Buzz

STATE SENATE

When the new Republican-led Senate announced its committee assignments last week, one message was clear: More highways, and less environmental protection, are at the top of the 2003 agenda.

Among other sweeping changes, the Transportation Committee, formerly headed by Democrat Mary Margaret Haugen, is now the Highways and Transportation Committee, headed by Eastside Sen. Jim Horn, the Republican most responsible for the inclusion of nearly $8 billion for Interstate 405 in Referendum 51, the failed statewide gas-tax plan.

The new regime casts fresh doubt on R-51 opponents’ ability to work with the Senate leadership to craft a more balanced, transit-friendly alternative to the roads-heavy gas-tax bill. But environmental activists who fought R-51 don’t see the change as a permanent setback. “Jim Horn was never someone we had a lot of hope of working with,” says Aaron Ostrom, director of 1000 Friends of Washington, which celebrated R-51’s defeat election night. “I think it just means their tenure in the majority will be short-lived.” . . .

CITY HALL

Nick Licata, head of the erstwhile Monorail Ad Hoc Committee, will no longer be in charge of shepherding monorail business through the Seattle City Council. Instead, that job will fall to monorail skeptic Richard Conlin, whose transportation committee will take over the monorail committee’s former duties. Will his skepticism affect the council member’s ability to fairly judge all things monorail? “I don’t think that’s going to be an issue,” Conlin says tersely. . . .

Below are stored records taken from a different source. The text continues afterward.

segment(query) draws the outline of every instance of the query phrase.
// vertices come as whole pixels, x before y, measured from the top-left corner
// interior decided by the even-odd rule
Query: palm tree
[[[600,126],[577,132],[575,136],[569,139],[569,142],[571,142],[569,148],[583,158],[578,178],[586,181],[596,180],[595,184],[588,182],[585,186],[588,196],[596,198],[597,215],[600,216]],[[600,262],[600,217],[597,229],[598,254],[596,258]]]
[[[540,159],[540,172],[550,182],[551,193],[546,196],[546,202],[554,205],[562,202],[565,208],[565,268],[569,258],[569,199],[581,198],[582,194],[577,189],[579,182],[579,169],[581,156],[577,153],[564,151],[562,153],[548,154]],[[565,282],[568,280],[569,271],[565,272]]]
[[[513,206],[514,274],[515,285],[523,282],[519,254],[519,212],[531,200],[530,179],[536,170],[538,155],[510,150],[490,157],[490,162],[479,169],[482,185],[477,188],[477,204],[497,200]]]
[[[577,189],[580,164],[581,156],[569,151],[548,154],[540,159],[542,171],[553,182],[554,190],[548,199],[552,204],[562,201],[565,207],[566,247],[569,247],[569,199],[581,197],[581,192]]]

The Hahn building, a squat, turn-of-the-century structure at the corner of First Avenue and Pike Street, has been through a lot in the past six months. First, its owner, Douglas Buck, kicked out the 34 very-low-income tenants. Then he applied for a permit to demolish the historic building and replace it with a sand-colored, outsized condo tower. In August, prodded by low-income-housing advocates, the city’s housing office director, Cynthia Parker, agreed to enforce Buck’s loan agreement with the city, which stipulated that the building had to remain in use as low-income housing until the $280,000 loan was paid. Parker didn’t promise the building would be reoccupied by low-income tenants. But she did agree, says downtown housing activist Joe Martin, to “try to get something out of the deal, like replacement housing.” And she agreed to involve housing advocates in the negotiations. Then she quit.

Fast forward to last week, when the housing office announced abruptly that it had reached an agreement with the building’s owner: Buck would pay back the loan, plus restitution of $60,000. In exchange, he would be free to build whatever he wanted. Although Joanne LaTuchie, the housing office official who worked on the Hahn loan after Parker’s departure, did not return calls for comment, a letter she sent to the Seattle Displacement Coalition says the $60,000 will be spent on “new affordable-housing units.” Martin says the pending demolition is another example of the city’s policy of displacing low-income tenants and redeveloping their former homes: “Maybe they should take that money and find a permanent place for Tent City, because that’s where we’re driving everybody.” Less facetiously, “Whatever money comes from the Hahn building should be used to preserve housing for people who are destitute.”